Wider security consequences of explosive Ukraine crisis[1]
Past the brink: from deterrence to punishment. End of diplomacy, for now

Will the world (as we know it) end with a bang or a whimper? Turning T S Eliot’s statement in his famous and oft-quoted poem into a question, the answer, a brutal answer, clear and deeply regrettably proved to be: a bang, a bigger bang that a generation had believed to be conceivable, although persistently predicted for months by US intelligence, generously shared with the world.

The implication of the shocking developments these days is that deterrence has failed – to prevent Vladimir Putin from massively attacking Ukraine, and that diplomacy is at a dead end, after both team Biden and team Blinken decided to cancel planned last-minute talks. The big Western policy issue now, therefore, is a) how to best and most effectively retaliate, i.e. punish the Kremlin for the  brutal aggression so far, and b) how to best and most effectively seek to deter Russia from persuing and expanding its aggression, inside and perhaps outside of Ukrainean territory, bearing in mind that Putin’s extraordinary demands for changes to the existing security architecture concerns the whole of Europe, as do the implications of his strangely fiery speeches.

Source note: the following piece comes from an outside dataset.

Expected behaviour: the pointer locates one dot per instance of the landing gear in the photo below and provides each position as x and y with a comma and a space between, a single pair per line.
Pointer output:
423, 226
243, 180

The former, how to retaliate and punish, involves painstaking alliance (and beyond) negotiations on what kind and degree of economic sanctions will hurt the aggressor the most, while representing reasonable burden sharing as between responding allies and partners. For the US under Biden, this includes making every effort to mobilize global support in a campaign to isolate and punish the Russian aggressor, hoping that this will add clot to the mission of deterring further aggression. The latter, deterring further aggression, also involves not just reassuring allies in Eastern Europe but concretely reinforcing their military defense capability to deter aggression militarily. Thus, the US recently decided to no longer hold back some 8500 troops in high alert in the US, as deterrence, but to transport most of them, some 7000, to Europe, as defense reinforcement, bringing the total of reinforcement from the US since the start of the acute crisis to 14000, bringing the totality of US military presence in Europe to some 100 000.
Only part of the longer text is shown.